Composite: Rex/Getty/Allstar

The good, the plaid but not ugly: how to wear autumnal checks

Exit c socialized are the days of trad tartan. This season, it’s about yellow gauges, picnic blankets and the return of Burberry’s infamous check

The catwalks were swaddled in acres of check. This is of course standard for autumn – few proceedings have dug their nails into the colder climes of the taste calendar with more tenacity than a kilt and a Prince of Wales fit shirt. Except this time, there’s more to this look than Vivienne Westwood and lumbersexuals with their buffalo fit shirts. Let us guide you through this season’s offerings:


Tommy Hilfiger arrive, London fashion week, September 2017. Photograph: Pixelformu/SIPA/REX/Shutterstock

The agony blanket

The York Notes of check, the picnic blanket is the ameliorate way to start your journey into the world of checks. Cordial and mayo-stained, a checked blanket is also familiar, easy to have (wrap it twice like a shawl) and carries what is noticeably a summer product into the winter, making it good for the frugality. For inspiration, look to Tommy Hilfiger, who opened his show with Gigi Hadid and a mohair rug-style overcoat, or models at Anne Sofie Madsen who layered several blankets into a clothe, or this fleece version from M&S in a buffalo check. Without that, try the boot of your Volvo.


Adwoa Aboah previous to the Burberry September 2017 collection show in London. Photograph: Jonathan Baron/Burberry

The Burberry jibe

Now tantamount to a logo, the Burberry check returned to the spring catwalk at LFW, and in a collaboration with Russian deviser Gosha Rubchinskiy. The key piece to get your hands on is of course the Burberry cap, which was discontinued in 2004 after a public-relations critical time involving Danniella Westbrook, a septum and some woeful middle snobbery, but has been sanctioned by model of the year Adwoa Aboah, who wore one in the play (and on Rihanna, who wore one IRL). And with news that Christopher Bailey is give up Burberry, get in quick. These things may be worth a small wealth.

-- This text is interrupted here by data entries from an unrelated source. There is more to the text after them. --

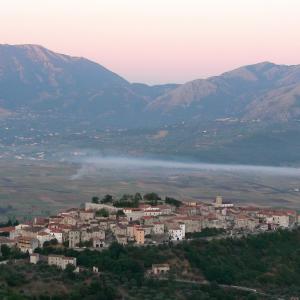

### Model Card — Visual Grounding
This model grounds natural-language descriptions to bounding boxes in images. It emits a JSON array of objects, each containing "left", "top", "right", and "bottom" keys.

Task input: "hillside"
[
  {"left": 148, "top": 62, "right": 300, "bottom": 123},
  {"left": 1, "top": 45, "right": 300, "bottom": 165},
  {"left": 0, "top": 44, "right": 175, "bottom": 128},
  {"left": 1, "top": 228, "right": 300, "bottom": 299},
  {"left": 2, "top": 44, "right": 300, "bottom": 127}
]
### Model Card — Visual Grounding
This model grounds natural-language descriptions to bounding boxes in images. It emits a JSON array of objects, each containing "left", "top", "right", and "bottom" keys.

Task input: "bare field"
[{"left": 0, "top": 159, "right": 300, "bottom": 220}]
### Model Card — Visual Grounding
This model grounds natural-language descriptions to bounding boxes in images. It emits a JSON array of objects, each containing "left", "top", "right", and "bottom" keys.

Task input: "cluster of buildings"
[{"left": 0, "top": 196, "right": 299, "bottom": 256}]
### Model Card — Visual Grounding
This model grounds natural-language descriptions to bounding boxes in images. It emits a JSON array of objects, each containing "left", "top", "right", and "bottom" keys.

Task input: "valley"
[
  {"left": 1, "top": 45, "right": 300, "bottom": 221},
  {"left": 1, "top": 158, "right": 300, "bottom": 221}
]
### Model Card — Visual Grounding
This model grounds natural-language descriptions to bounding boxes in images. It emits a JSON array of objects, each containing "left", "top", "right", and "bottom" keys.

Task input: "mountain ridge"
[
  {"left": 1, "top": 45, "right": 300, "bottom": 165},
  {"left": 1, "top": 44, "right": 300, "bottom": 127},
  {"left": 148, "top": 61, "right": 300, "bottom": 123}
]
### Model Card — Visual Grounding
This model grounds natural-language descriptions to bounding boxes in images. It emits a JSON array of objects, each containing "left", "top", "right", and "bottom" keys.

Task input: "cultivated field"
[{"left": 0, "top": 159, "right": 300, "bottom": 221}]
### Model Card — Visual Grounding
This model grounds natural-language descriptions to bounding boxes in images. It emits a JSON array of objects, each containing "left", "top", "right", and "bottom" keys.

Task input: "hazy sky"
[{"left": 1, "top": 0, "right": 300, "bottom": 84}]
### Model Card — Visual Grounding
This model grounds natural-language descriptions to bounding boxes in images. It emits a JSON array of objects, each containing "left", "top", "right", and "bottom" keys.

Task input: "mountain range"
[
  {"left": 1, "top": 44, "right": 300, "bottom": 126},
  {"left": 1, "top": 44, "right": 300, "bottom": 164}
]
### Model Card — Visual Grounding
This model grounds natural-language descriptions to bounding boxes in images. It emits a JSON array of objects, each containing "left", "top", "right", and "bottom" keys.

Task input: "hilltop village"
[{"left": 0, "top": 193, "right": 299, "bottom": 270}]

Zara’s check scarf. Photograph: Zara

The silent control

We call this the silent check because it’s black and undefiled, but really any moniker will work here (the New York Cultures goes for shadow check, others the grey scale make sure of; truly, anything goes). Its popularity says a lot about its prestige in fashion, being halfway between Wall Street and Americana. It’s also friendly if you’re keen to be on trend, but are a wuss about colour. Try Fenty or Conspicuous School if you’ve money to burn, or Zara and Topshop if you haven’t. Prime, also, if you’re trying to distance yourself from the aforementioned lumbersexual.

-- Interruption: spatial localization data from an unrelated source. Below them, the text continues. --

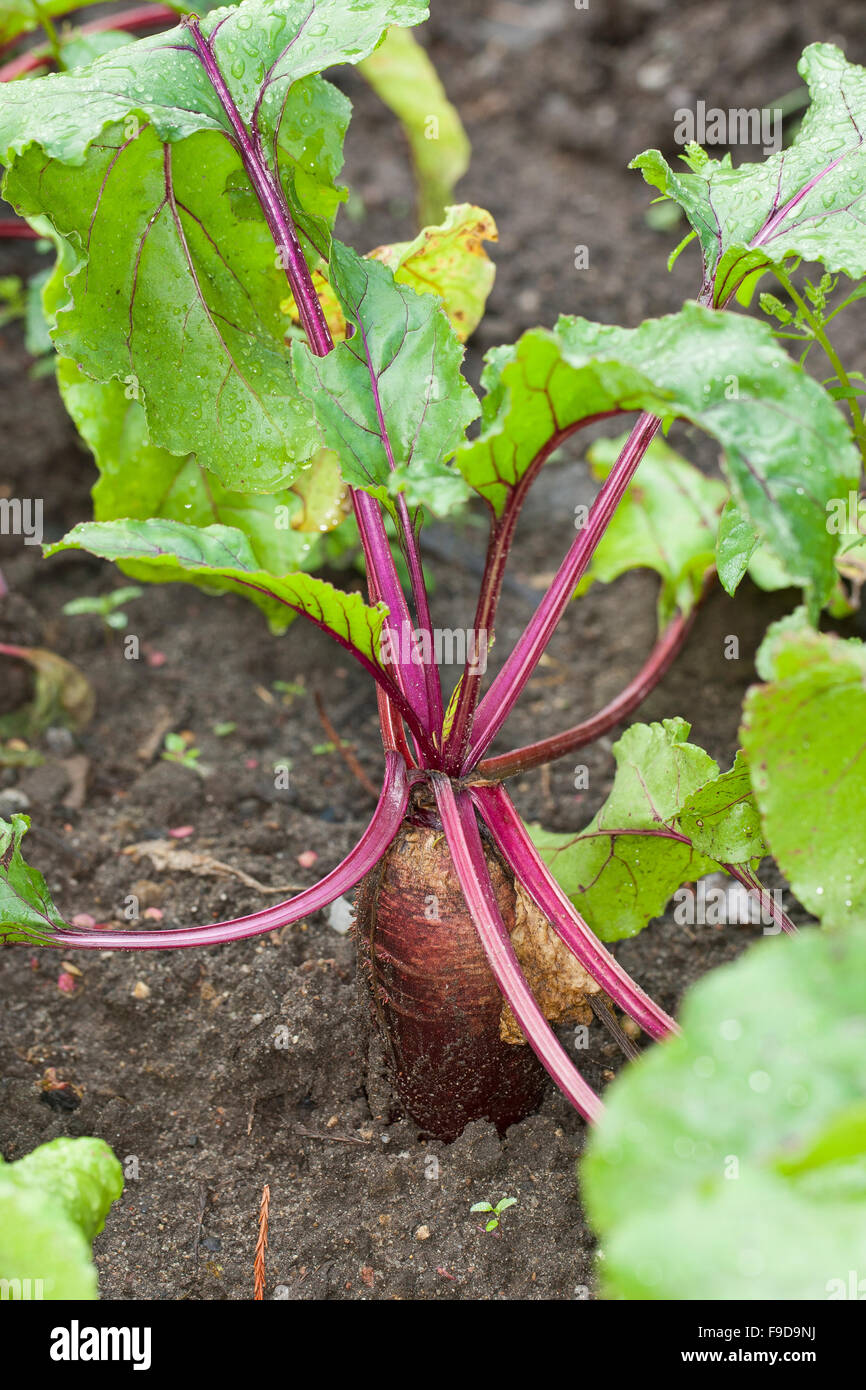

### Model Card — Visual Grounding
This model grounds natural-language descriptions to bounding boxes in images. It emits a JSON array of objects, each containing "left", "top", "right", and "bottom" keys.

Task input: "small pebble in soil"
[
  {"left": 415, "top": 1226, "right": 431, "bottom": 1241},
  {"left": 44, "top": 726, "right": 75, "bottom": 755},
  {"left": 0, "top": 788, "right": 30, "bottom": 814},
  {"left": 131, "top": 981, "right": 151, "bottom": 1000}
]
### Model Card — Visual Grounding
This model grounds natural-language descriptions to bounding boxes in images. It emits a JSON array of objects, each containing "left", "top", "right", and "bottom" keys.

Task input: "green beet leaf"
[
  {"left": 0, "top": 813, "right": 68, "bottom": 945},
  {"left": 583, "top": 921, "right": 866, "bottom": 1299},
  {"left": 456, "top": 304, "right": 857, "bottom": 613},
  {"left": 741, "top": 611, "right": 866, "bottom": 929},
  {"left": 0, "top": 1137, "right": 123, "bottom": 1300},
  {"left": 633, "top": 45, "right": 866, "bottom": 305},
  {"left": 0, "top": 0, "right": 427, "bottom": 491},
  {"left": 45, "top": 517, "right": 389, "bottom": 655},
  {"left": 679, "top": 750, "right": 767, "bottom": 864},
  {"left": 293, "top": 240, "right": 478, "bottom": 515},
  {"left": 718, "top": 495, "right": 861, "bottom": 615},
  {"left": 716, "top": 497, "right": 760, "bottom": 595},
  {"left": 530, "top": 720, "right": 766, "bottom": 942},
  {"left": 57, "top": 359, "right": 355, "bottom": 589}
]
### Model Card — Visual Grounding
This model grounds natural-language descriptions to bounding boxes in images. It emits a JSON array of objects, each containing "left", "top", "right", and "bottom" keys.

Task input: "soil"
[{"left": 1, "top": 0, "right": 865, "bottom": 1301}]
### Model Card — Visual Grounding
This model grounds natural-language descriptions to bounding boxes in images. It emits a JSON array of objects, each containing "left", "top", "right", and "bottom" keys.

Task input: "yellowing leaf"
[
  {"left": 290, "top": 449, "right": 352, "bottom": 534},
  {"left": 283, "top": 204, "right": 497, "bottom": 343},
  {"left": 370, "top": 205, "right": 497, "bottom": 342}
]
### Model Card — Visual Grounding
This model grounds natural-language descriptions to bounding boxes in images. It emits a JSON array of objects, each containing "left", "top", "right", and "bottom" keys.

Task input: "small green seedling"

Zara’s enrol dress. Photograph: Zara

The Clueless check

Yellow authenticates taking over the catwalk? Well, the MacLeod clan at ones desire have something to say about that. Still, following its inexpungible association with Clueless and Cher Horowitz’s very similarly patterned kilt, it’s undeveloped, sanctioned first by Justin Bieber, who tied a yellow check into round his waist, and then by current season Ashley Williams, Lacoste, Trim and Zara. Think of this check as a blank screen on which to venture your inner Scot or high school rich kid, depending.

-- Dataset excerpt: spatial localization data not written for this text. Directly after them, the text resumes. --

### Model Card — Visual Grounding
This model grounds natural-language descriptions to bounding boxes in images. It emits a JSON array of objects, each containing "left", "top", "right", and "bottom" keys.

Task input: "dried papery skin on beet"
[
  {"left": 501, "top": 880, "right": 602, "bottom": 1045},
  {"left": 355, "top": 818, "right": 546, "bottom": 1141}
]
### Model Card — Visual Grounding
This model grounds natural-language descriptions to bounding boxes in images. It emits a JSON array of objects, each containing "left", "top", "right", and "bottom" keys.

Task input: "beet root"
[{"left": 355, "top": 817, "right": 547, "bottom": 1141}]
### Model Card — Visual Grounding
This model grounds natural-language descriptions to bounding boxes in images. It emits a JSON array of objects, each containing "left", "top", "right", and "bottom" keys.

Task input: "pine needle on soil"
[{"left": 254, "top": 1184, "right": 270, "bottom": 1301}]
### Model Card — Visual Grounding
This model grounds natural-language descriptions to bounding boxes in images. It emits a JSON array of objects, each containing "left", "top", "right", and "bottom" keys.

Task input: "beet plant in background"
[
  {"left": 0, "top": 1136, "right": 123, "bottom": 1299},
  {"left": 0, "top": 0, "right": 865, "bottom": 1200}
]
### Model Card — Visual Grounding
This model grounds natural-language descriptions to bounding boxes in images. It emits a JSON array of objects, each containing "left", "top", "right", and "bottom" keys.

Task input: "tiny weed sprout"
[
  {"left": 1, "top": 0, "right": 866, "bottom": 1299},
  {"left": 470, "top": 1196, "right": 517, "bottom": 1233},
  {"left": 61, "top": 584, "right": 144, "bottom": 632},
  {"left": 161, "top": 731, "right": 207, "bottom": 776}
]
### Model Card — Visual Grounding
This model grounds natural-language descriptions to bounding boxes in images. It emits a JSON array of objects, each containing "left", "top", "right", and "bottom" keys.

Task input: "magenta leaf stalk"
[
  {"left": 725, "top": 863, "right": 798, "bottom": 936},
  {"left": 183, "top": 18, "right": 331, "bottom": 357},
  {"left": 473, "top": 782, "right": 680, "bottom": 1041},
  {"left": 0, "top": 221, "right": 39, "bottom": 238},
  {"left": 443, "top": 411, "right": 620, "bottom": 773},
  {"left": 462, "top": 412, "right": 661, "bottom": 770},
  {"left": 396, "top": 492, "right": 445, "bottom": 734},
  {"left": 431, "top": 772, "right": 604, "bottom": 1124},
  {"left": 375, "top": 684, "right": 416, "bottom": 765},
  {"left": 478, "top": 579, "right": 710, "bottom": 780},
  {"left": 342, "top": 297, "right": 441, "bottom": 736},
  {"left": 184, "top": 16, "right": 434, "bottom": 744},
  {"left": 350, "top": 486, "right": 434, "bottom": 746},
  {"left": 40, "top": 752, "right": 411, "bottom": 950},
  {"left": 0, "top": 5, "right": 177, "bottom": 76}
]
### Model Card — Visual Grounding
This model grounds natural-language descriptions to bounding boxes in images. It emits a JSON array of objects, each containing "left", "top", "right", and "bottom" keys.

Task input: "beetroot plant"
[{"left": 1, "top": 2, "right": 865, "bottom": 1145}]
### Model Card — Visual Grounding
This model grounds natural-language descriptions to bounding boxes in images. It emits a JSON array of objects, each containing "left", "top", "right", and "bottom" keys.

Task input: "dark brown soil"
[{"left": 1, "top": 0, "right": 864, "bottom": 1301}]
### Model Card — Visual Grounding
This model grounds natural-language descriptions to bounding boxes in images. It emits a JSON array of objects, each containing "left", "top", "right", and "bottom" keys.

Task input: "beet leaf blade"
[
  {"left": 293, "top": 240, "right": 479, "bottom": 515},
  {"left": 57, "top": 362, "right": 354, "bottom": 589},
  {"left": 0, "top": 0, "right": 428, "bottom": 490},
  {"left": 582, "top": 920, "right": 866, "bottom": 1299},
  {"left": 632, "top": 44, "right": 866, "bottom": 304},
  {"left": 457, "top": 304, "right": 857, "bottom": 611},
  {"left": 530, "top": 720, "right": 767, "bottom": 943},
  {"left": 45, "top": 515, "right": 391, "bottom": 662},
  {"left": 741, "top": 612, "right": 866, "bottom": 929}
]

Balenciaga substantiate at Paris fashion week, March 2017. Photograph: Sipa USA/REX/Shutterstock

The wonky study

Less an actual colour scheme, and more a styling tic: examined or herringbone jackets might be the key kit of the season, but it’s all about wearing it off-kilter, and incorrectly buttoned, as seen at Monse and Balenciaga and frankly, every other passage style star on the street. This way you won’t actually have to buy anything.